Les demandes d’allocations chômage aux États-Unis grimpent alors que le marché du travail montre des fissures avant Jackson Hole
Devesh Kumar
21 août 2025, 15:41 PM
  • Les demandes hebdomadaires d’allocations chômage ont augmenté de 11 000, atteignant 235 000, le plus haut niveau en deux mois.
  • La moyenne sur quatre semaines grimpe à 226 500, signalant une augmentation progressive des licenciements.
  • Le marché reste prudent avant la réunion de la Fed à Jackson Hole et d’éventuels changements de politique.

Le département américain du Travail a publié jeudi ses chiffres hebdomadaires sur le chômage.

Les nouvelles demandes ont augmenté de 11 000 pour atteindre 235 000 pour la semaine se terminant le 16 août, le plus élevé en environ deux mois, et un peu plus que ce que les économistes attendaient.

La moyenne sur quatre semaines a légèrement augmenté à 226 500, ce qui montre que les mises à pied ont augmenté lentement. Les personnes qui touchent déjà des prestations ont également augmenté de 30 000, atteignant près de deux millions, le plus haut niveau depuis fin 2021.

Les chiffres montrent que les choses ralentissent sur le marché du travail, mais cela se maintient plutôt bien.

Le fait que de plus en plus de personnes continuent de bénéficier des avantages sociaux montre que l’embauche n’est pas très forte en ce moment, ce qui est un signe que le marché est en transition avec toute l’incertitude économique qui entoure.

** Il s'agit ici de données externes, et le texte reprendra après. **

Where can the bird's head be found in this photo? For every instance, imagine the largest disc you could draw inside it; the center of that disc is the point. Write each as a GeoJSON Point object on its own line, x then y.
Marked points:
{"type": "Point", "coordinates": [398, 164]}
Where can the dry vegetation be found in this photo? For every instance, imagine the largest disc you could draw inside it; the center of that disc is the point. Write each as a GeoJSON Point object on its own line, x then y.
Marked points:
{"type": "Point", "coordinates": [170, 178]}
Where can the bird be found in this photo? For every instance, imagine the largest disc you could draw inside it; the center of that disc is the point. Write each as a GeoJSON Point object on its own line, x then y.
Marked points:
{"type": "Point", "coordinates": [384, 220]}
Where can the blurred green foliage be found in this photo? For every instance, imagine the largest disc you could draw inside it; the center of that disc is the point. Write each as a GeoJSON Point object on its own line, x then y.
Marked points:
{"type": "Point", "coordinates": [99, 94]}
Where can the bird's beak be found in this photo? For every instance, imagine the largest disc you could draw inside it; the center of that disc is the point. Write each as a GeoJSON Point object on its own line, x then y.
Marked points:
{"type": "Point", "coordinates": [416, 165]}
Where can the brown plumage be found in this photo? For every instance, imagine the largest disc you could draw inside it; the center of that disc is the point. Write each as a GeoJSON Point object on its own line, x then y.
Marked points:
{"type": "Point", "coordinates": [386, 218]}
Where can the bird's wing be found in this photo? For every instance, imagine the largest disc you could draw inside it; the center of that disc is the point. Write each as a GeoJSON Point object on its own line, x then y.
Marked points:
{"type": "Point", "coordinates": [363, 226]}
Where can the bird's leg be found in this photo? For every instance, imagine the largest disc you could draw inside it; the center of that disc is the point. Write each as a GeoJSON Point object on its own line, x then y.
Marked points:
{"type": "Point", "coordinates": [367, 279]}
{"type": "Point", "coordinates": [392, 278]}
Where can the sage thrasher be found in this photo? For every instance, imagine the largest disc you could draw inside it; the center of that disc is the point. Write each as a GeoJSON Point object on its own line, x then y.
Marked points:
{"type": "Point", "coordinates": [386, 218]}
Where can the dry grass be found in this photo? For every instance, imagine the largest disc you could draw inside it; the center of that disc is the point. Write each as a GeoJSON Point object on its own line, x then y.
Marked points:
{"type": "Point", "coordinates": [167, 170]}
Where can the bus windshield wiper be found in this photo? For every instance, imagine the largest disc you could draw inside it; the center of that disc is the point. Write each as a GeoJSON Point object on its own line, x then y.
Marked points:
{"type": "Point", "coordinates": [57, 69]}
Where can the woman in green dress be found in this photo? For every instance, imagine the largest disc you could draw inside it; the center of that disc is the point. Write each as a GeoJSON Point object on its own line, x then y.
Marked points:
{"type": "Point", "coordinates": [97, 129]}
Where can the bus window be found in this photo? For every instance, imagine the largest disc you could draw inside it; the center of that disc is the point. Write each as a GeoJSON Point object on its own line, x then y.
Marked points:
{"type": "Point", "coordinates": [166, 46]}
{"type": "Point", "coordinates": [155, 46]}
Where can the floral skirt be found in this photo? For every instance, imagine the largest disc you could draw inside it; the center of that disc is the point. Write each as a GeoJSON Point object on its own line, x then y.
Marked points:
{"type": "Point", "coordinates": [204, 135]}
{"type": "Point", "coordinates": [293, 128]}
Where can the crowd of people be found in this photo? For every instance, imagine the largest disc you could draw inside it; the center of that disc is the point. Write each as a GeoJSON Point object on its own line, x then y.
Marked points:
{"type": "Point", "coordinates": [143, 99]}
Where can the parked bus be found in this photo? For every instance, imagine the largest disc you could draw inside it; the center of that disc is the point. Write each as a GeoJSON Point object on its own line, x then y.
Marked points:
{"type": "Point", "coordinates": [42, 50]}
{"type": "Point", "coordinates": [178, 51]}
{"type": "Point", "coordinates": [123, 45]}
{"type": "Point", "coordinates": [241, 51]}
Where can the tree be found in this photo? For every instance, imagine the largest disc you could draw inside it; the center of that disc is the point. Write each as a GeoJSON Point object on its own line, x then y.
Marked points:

La croissance de l’emploi a ralenti, ce qui correspond aux récentes modifications apportées aux chiffres de la paie par le Bureau of Labor Statistics, mais dans l’ensemble, les demandes restent faibles par rapport aux niveaux historiques.

Les demandes d’indemnisation des employés fédéraux, que les gens surveillent après les récentes mises à pied du gouvernement, ont un peu diminué, donnant une image mitigée de ce qui se passe réellement.

Réaction du marché aux données sur les demandes d’allocations chômage

Les demandes d’allocations chômage aux États-Unis ont augmenté cette semaine, et les investisseurs et les décideurs politiques surveillent de près.

Les chiffres suggèrent que le marché du travail pourrait ralentir, mais il n’y a pas encore de pic important de licenciements. Les économistes restent prudemment optimistes quant à la capacité de la croissance.

La Fed ne prendra pas cela à la légère, si les demandes continuent d’augmenter, cela pourrait l’obliger à repenser ses plans de taux d’intérêt visant à maîtriser l’inflation.

Les demandes oscillent toujours entre 200 000 et 250 000 chaque semaine, une fourchette considérée comme assez normale depuis la reprise post-pandémique.

Certains analystes y voient un changement plus vaste et continu sur le marché du travail, comme l’évolution des taux d’activité, les ajustements sectoriels, ce genre de choses.

Les marchés n’ont pas fluctué de manière sauvage, mais le sentiment a penché à la prudence. Les investisseurs doivent trouver un équilibre entre les préoccupations concernant les dépenses de consommation, les bénéfices des entreprises et l’inflation, tout en gardant un œil sur les pressions économiques mondiales.

À l’approche du symposium de Jackson Hole, le moment de la publication de ce rapport ajoute une autre couche d’intrigue, car tout indice sur le marché du travail pourrait façonner les attentes de la Fed quant à la suite des choses.

À l’avenir, les demandes d’allocations chômage devraient rebondir près des niveaux actuels. Certains économistes pensent que nous pourrions les voir descendre à environ 210 000 d’ici 2026, en supposant que le marché du travail se stabilise.

Mais les demandes continues se multiplient, ce qui suggère que le marché pourrait s’adoucir un peu plus avant qu’une véritable reprise ne s’installe.

Dans l’ensemble, les données montrent un marché qui tient bon, mais non sans stress.

Pour les décideurs politiques et les chefs d’entreprise, c’est un rappel de rester vigilants, car les choses pourraient changer rapidement, et cette phase délicate de l’économie laisse peu de place à la complaisance.